The readiness phase, despite the agency employing the model, will include training staff on dealing with incidents; and ensuring infrastructural readiness through ensuring that all required infrastructure are sufficient.
The deployment stage deals with the provision of a mechanism to detect and confirm any cybercrime incidents. This includes the detection of the incident and the appropriate staff or the groups notified. The second area under this stage is confirmation and authorization, where the reported incident is confirmed and authorization given through legal systems allowing for search warranting.

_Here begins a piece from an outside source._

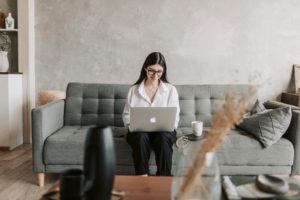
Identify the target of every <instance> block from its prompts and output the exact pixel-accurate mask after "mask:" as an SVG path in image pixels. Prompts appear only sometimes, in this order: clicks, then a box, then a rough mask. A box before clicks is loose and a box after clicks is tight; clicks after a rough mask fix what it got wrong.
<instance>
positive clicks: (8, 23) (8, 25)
mask: <svg viewBox="0 0 300 200" xmlns="http://www.w3.org/2000/svg"><path fill="white" fill-rule="evenodd" d="M5 27H6V29H14V28H15V20H14V18H12V17H11V13H8V17H6V18H5Z"/></svg>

The physical crime investigation stage deals with the collection and analysis of evidence to recollect the events that took place during the incident. This stage involves the preservation of evidence, the survey phase where evidence is identified, and documentation involving capturing evidence at the crime scene. Next is the search and collection of physical evidence, which allows for the commencement of digital crime investigations. The previous stage is followed by reconstruction which involves organizing the findings from the analysis to develop a mold for the incident. Lastly, there is presentation, where the digital and physical evidence pieces are presented at corporate management or a court (Noblett et al., 2000)

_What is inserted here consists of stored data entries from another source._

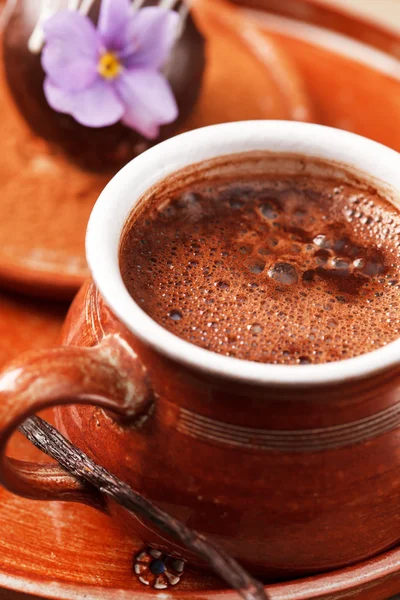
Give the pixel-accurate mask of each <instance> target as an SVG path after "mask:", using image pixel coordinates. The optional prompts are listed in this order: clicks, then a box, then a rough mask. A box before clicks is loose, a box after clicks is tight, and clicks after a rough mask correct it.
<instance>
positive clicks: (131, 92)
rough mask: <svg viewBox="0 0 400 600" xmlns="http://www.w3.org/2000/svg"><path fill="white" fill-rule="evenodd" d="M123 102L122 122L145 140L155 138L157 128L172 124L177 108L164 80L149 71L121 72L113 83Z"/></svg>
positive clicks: (155, 135)
mask: <svg viewBox="0 0 400 600" xmlns="http://www.w3.org/2000/svg"><path fill="white" fill-rule="evenodd" d="M114 86H115V88H116V90H117V91H118V94H119V96H120V98H121V100H122V102H123V103H124V106H125V112H124V115H123V117H122V121H123V122H124V123H125V124H126V125H128V126H129V127H132V128H133V129H136V131H138V132H139V133H141V134H142V135H144V136H145V137H147V138H148V139H155V138H156V137H157V135H158V131H159V126H160V125H164V124H166V123H171V122H172V121H175V119H176V118H177V116H178V107H177V104H176V101H175V97H174V95H173V93H172V90H171V88H170V86H169V83H168V81H167V80H166V78H165V77H164V76H163V75H161V73H158V72H157V71H152V70H149V69H134V70H132V71H125V72H124V73H123V74H122V75H121V76H120V77H119V78H118V79H116V80H115V81H114Z"/></svg>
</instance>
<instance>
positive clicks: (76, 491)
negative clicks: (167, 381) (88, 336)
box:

Next is the digital crime investigations stage, which primarily involves the stages explained at the physical crime investigation stage, although the focus of this stage is on the collection of digital evidence only. Lastly, there is the review stage, where a review of the entire investigation is done, and the areas that could be improved identified. However, all these processes should be updated continually and matched with the evolving nature of cybercrime, which will allow for the effective address of the cybercrime and cyber terrorism threat (Noblett et al., 2000).
References
Bartol, C. R., & Bartol, A. M. (2008). Glossary In Criminal Behavior: a psychosocial approach (8th ed.). Upper Saddle River, New Jersey: Pearson Education, Inc. Pp. 637-652
FBI. (2008). Cyber Solidarity: Five nations, one mission. The Federal Bureau of Investigations. Accessed Sep 5, 2012 from: http://www.fbi.gov/news/stories/2008/march/cybergroup_031708
Jaishankar, K. (2007). Establishing a Theory of Cyber Crimes. International Journal of Cyber Criminology Vol 1, Issue 2, p. 7.
Jaishankar, K. (2008). Space Transition Theory of cybercrimes. In Schmallager, F., & Pittaro, M. (Eds.), Crimes of the Internet. Upper Saddle River, NJ: Prentice Hall. Pp.283-301
Noblett, M., Pollitt, M. and Presley, L. (2000). Recovering and Examining Computer Forensic Evidence. Forensic Science Communications, Vol 2, No 4.
Palmer, G. (2001). A Road Map for Digital Forensic Research. Technical Report DTR-T0010-01, DFRWS. Report for the First Digital Forensic Research Workshop (DFRWS).
Poulsen, K. (2011). Kingpin: How One Hacker Took Over the Billion-Dollar Cybercrime Underground? New Jersey: Crown Publishers. p. 2.